# Best timeshare in St. Martin for young kids.



## jakezmom (Aug 2, 2007)

We are looking to trade into St. Martin next year.  We have a 6 yr. old son who LOVES the water (pools and ocean).

We are looking for the nicest timeshare that has a lot to do for young kids and a great pool!!.

We really would like a timeshare with the best pools.  We won't be leaving the resort much at all so a really kid friendly resort is a must.

We appreciate all who can help!!


----------



## Aldo (Aug 2, 2007)

Divi has three nice swimming pools, and the Pelican has, what half a dozen.

Divi, IMO, is a far nicer property in a far, far nicer location.  The Pelican, OTOH, has a market and a casino right there.

Why won't you be leaving the timeshare?

Bus service is excellent in some parts of the island.  There is a stop not far from the Pelican, from there you can get into the towns, or to Mullet Bay Beach.  

No bus stop near Divi, so you're either stuck there or would have to rent a car.

There is a place on St. Maarten called Galleon Bay, which is the most kid-friendly beach imaginable, but you have to drive to get there.


----------



## stmartinfan (Aug 3, 2007)

When we were at Divi this spring, they had created a room with some youth activities, like games and crafts, which was a nice addition.  My kids, now teenagers, have been going to Divi since about the age of your child and really enjoy it.  There is also a watercraft building, where you can rent a jet ski or other watercraft.  I would also encourage you to explore the island some, if possible.  Our kids liked the market in Marigot, visiting other beaches, seeing the chickens and goats along the road as we drove around the island, going to the Butterfly Farm, taking the boat to Isle Pinel and just generally enjoying being in two different countries on such a small island.


----------



## AKE (Aug 8, 2007)

You are aware that the beaches are topless (we even had a number of topless sunbathers at our resort)?


----------



## Aldo (Aug 8, 2007)

Truth is, few young kids are going to be traumatized for life by seeing a topless woman on a beach.   The kids in St. Maarten, who see this alla time, seem pretty well adjusted to me.

Want to turn your kid into a pervert full of hangups?  Turn the human body into some sort of forbidden mystery is one sure way.


----------



## Denise (Aug 9, 2007)

During a visit to St. Maarten several years ago the boys were 6, 8, and 10 years old. Before we left we had the "talk" with them about the nude/topless beaches. We didn't make a big deal out of it, just a factual kinda thing about what they probably see. It didn't phase them a bit, not a word was said by them about anything they saw (and they saw a lot)  The one beach where we saw very little topless and no nude bathing was Friars. Seemed more a local beach with families.

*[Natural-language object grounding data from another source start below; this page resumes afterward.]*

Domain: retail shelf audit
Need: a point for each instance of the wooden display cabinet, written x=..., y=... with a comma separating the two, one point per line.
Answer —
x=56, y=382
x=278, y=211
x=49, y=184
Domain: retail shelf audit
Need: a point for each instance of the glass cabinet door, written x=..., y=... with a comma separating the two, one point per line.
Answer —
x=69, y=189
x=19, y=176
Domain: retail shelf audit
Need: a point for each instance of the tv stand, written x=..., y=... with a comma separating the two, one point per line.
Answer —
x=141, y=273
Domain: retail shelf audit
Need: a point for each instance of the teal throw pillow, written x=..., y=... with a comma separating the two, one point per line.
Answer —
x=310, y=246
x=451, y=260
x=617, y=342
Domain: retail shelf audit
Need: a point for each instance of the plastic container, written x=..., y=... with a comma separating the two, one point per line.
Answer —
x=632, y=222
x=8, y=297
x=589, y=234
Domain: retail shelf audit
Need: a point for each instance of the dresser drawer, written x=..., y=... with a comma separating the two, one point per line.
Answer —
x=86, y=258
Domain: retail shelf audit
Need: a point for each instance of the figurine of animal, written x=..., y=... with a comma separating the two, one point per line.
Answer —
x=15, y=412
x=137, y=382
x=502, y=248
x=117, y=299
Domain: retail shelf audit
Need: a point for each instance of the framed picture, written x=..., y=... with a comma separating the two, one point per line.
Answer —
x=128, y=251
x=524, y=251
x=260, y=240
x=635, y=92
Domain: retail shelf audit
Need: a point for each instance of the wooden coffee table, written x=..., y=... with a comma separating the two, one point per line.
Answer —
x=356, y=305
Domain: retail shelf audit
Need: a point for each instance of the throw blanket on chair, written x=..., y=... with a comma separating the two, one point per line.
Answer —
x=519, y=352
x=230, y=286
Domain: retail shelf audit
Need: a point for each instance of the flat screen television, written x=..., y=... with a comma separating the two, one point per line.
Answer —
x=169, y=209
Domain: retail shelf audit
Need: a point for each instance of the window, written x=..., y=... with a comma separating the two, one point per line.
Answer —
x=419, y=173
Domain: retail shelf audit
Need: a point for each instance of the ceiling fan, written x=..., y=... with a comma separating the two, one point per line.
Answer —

It turned out to be one of our favorites as it was one of the few places I found fair/good snorkeling on the island. Good places to eat. The road there was a little rough but that was several years ago.


----------



## Canuck (Aug 9, 2007)

Just had to share our "top less" experience in St. Martin.  At the time my boys were 4 & 6 1/2.  My 6 year old had been to beaches with topless women before and he never has really noticed/comment.  However, my 4 year old turned to me and said, "mommy, some of these women forgot to put their booby holders on, wont they burn?"  It was so cute and so innocent and sincere!  I had a little chat with him about it and that was it.....no big deal.  We were there 2 weeks and saw a ton of women with "no booby holders" and my boys could have careless.


----------



## AKE (Aug 15, 2007)

It doesn't bother me a bit (my background is northern Europe where no-one bats an eyelash) BUT I have seen a number of Americans get very upset in St. Marteen when they realize that beaches are topless (or even nude).  In Ontario (Canada) going topless is completely legal everywhere... it was a court case some years ago when female swedish beach volleyball players were fined while sunbathing... the court ruling was that if was discriminatory if men can go topless but females can't.


----------



## stmartinfan (Aug 16, 2007)

We aren't offended by topless (or nude) on beaches, but I would note that I don't think I've ever seen anyone topless on the beach at Divi.  It tends to be a U.S. crowd, mostly families or older couples, so generally swimsuit clothed.  We enjoy going to a variety of beaches around the island.


----------



## Dean (Aug 25, 2007)

My experience regarding nude beaches is that those that should go nude don't and those that shouldn't do, unfortunately I fall in the latter group at this stage of my life.


----------